A-(B\bigcapC)=(A-B)\bigcup(A-C)

If A-B={xlx\inA and x\notinB}
A-C={xlx\inA and x\notinC}

then (A-B)\bigcup(A-C)={xlx\inA, x\notin(B and C)

Let X=A and Y=(B\bigcapC)

X-Y={xlx\inX and x\notinY}
x\notinY
x\notin(B\bigcapC)
x\notin(B and C)

Therefore, A-(B\bigcapC)=(A-B)\bigcup(A-C).

Is this anywhere close to being right? I want to self study some rigorous math this summer but the hard part is that I don't have anything to check against to see if my answers are correct or not.

(A-B)\bigcup(A-C)={xlx\inA, x\notin(B and C)
has to be justified.

also "and" and "\bigcap" are the same.

 

[Borek]

I always find it fascinating that people use latex just for a single symbol, instead of formatting whole expression.

A-(B\cap C)=(A-B)\cup(A-C)

 

[a_skier]

Ok so I worked through all the exercises up to this one. Here's what I came up with.

prove:
A−(B\capC)=(A−B)\cup(A−C)

Let S=B\capC={xlx\inB, and x\inC} (By the definition of intersection)
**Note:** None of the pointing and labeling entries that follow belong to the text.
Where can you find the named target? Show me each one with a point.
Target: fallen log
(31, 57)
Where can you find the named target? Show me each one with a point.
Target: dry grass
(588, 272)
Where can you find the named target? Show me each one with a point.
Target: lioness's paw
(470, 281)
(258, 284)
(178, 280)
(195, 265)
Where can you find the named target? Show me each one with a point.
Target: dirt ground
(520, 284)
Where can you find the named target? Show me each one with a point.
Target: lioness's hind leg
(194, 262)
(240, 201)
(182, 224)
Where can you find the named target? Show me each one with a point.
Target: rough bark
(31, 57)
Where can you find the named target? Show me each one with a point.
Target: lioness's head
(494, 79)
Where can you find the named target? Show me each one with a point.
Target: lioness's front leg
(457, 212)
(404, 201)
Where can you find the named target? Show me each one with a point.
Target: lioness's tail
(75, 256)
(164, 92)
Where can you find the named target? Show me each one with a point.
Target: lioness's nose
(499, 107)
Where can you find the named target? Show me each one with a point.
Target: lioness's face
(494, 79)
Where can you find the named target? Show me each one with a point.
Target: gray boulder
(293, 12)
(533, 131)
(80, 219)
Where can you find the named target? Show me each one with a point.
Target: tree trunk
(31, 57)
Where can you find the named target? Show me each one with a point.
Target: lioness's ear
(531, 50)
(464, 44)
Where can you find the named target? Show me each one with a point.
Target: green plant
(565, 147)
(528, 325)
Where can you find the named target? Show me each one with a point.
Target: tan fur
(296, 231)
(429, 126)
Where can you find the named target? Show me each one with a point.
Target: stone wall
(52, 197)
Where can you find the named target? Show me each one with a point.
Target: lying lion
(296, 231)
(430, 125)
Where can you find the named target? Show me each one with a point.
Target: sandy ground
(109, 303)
Thus A-S={xlx\inA and x\notinS}
={xlx\inA,x\notinB, and x\notinC} (see justification 1)

Next, let S_{1}=A-B={xlx\inA and x\notinB}
let S_{2}=A-C={xlx\inA and x\notinC}

Thus, S_{1}\cupS_{2}={xlx\inA. x\notinB, and x\notinC} (by the definition of union - see 2)

Therefore: A-S=S_{1}\cupS_{2}

Justifications:

1)A-B={xlx\inA and x\notinB}
2) Union is defined as the set of those elements which are in A, in B, or in both. Therefore if A={xlx satisfies P and x\notinC} and B={xlx satisfies Q and x\notinD} (where P and Q are arbitrary conditions and C and D are other sets) then A\cupB= {xlx satisfies P,Q, x\notinC, and x\notinD}.

What do you guys think?

 

[mathman]

Thus A-S={xlx∈ A and x∉ S}
={xlx∈ A,x∉ B, and x∉ C} (see justification 1)

Wrong: should be {xlx∈ A and (x∉ B or x∉ C)}